Salarié expatrié : la Cour d’appel sanctionne l’employeur pour marchandage et travail dissimulé

Dans une affaire du cabinet portée devant le Conseil de prud’hommes de Pau puis devant la Cour d’appel de Pau, notre client, salarié expatrié durant de nombreuses années pour une société du secteur parapétrolier, contestait la rupture de sa relation de travail et invoquait plusieurs manquements graves de son employeur.

Si la question du licenciement a fait l’objet de débats complexes en raison de la structure internationale du groupe, la Cour d’appel a néanmoins reconnu plusieurs pratiques illicites ouvrant droit à indemnisation : marchandage, travail dissimulé, et défaut d’affiliation à l’assurance chômage des expatriés.

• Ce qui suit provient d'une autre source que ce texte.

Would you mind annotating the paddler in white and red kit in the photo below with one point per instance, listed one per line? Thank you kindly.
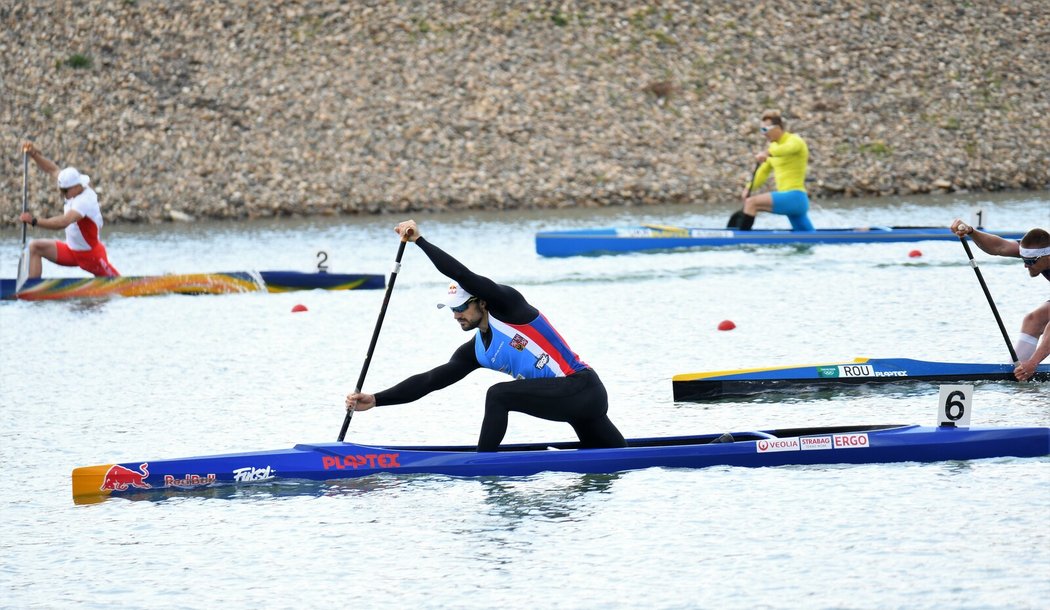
(81, 218)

Une relation de travail dissimulée derrière une société écran

Les décisions judiciaires ont mis en lumière un montage fréquemment rencontré dans certains groupes multinationaux : le salarié travaillait sous l’autorité de la société française, mais était officiellement rémunéré par une société tierce basée aux Bermudes (PRL), utilisée comme structure écran.

La Cour relève que :

  • La société française donnait les ordres, contrôlait les missions et disposait du pouvoir disciplinaire ;
  • Aucune preuve ne démontrait l’existence d’un véritable lien de subordination avec la société écran ;
  • La société française bénéficiait de la prestation de travail sans supporter les charges sociales, caractérisant une opération de prêt de main-d’œuvre illicite à but lucratif, constitutive de marchandage au sens des articles L.8231-1 et suivants du Code du travail.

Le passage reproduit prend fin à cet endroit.